Thursday, June 3, 2010

Nailene Skinny French Tip Pen

My review of the french tip pen from Nailene has been waiting For. Ever. I am a total slacker. Sorry! I have some swatches and a review now. I played around with this about two months ago so there are some pics from then, and then I used it last week for a mani so I have some pics of that for you too. Here we go!

This is the pen. It's supposed to make a self done french quick and easy. It comes with a mini bottle of top coat, which honestly, I didn't try! Oh no!

This is the tip before use. It look like it would be spongy, but it is actually very stiff. On the one had that is good because it allows for lots of control, but can cause issues. I think maybe it may have been better if it had a little more give.

So two months ago, this is the first swatch I did with it, with my dominant hand, free-hand, with no tip guides. Not bad huh? This is completely bare, no base, no top, no sheer pink.

Here is what it looked like after I threw on a coat of sheer pink.

And another.

Last week I needed a conservative mani so I decided to try this again. This is what it looked like with two coats of Essie - Jackie On My over it.

Not too shabby, right?!

So how easy is this to use? I think it is much easier than trying to free hand with a regular white nail polish, for sure. The issues I encountered were these:

1) This isn't entirely the pen's fault. It is mostly the user's, but I tried to use tip guides the second time around to seen if I could get a cleaner line, and I did just the opposite. I put all ten guides on and then did two coats of white, and then tried to take off the guides, and since the "polish" had dried, it pulled up when I took off the guides and I had to take it all off and start all over. I should have took off each guide after each nail was done so that the polish wasn't dried to the guide.

2) Some times the hard tip will prevent getting an even coverage because it "scratches" off what you have already painted. I found that I had good results if I got a good amount on the pen tip, and then when I painted, I essentially touched only the polish to my nail, and not the tip of the pen to the nail.

I would choose this product to do a french mani for these reasons:

1) The pen's style allows for much more control than painting with a regular nail polish brush.

2) It is much faster to use than painting with a brush.

3) The formula is very pigmented allowing for one coat, providing you are careful not to do the "scratch off" as mentioned above.

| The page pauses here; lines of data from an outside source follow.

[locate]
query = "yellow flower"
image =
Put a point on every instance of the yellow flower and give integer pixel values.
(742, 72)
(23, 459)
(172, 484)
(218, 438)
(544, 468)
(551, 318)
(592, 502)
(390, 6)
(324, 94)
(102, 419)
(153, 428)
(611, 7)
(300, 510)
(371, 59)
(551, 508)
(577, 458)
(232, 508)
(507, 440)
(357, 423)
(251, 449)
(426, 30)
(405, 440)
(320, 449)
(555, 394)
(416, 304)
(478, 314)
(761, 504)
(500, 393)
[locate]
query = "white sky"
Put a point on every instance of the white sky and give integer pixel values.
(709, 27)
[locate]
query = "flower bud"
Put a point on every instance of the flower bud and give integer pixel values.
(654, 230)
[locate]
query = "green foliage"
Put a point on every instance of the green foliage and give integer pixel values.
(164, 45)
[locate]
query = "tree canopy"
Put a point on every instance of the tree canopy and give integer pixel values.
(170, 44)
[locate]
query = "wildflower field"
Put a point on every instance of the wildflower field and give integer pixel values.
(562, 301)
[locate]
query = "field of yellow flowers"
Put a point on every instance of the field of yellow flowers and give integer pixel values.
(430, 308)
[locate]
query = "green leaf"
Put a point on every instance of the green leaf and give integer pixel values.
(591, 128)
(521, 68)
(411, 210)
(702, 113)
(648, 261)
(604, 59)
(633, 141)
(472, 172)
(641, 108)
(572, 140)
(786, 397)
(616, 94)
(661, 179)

4) If you do have to do more than one coat, it doesn't result in a gloppy, thick tip like you would get if you tried to use regular NP. It is very thin, but it isn't water soluble like some other similar pen products I have tried before. It is still like a polish.

5) It is fast drying.

So overall, I would give this product a "B". I would definitely use this for a french manicure, but there are special requirements to get it to look flawless. If you don't have a steady hand, this may not give you the results you want, but you can use tip guides as long as you remove them immediately after painting each nail. It must be a good product if there are more pros than cons!

What do you think?

Disclosure: The products featured in this post were furnished to me by the manufacturer or PR company for review. For more information please visit my disclosure policy.


  1. Ooh, I want this ! I've never been able to master the perfect French manicure so I might as well give this a try. I might have missed this in the post, but where did you buy this?

  2. I find if you pull the tip guides back, they won't lift off your tip.

  3. Wow this does sound good, I thought that it would not look so great. :)

  4. Pretty cool! I would love to try this pen :)

  5. Hello!
    Personally, I think this pen may be good for drawing a thin french tip in shorter nails, am I right?

  6. Natalia - Most likely. I have longies so it's hard for me to say, but considering my issues, it would probably be better for shorter tips.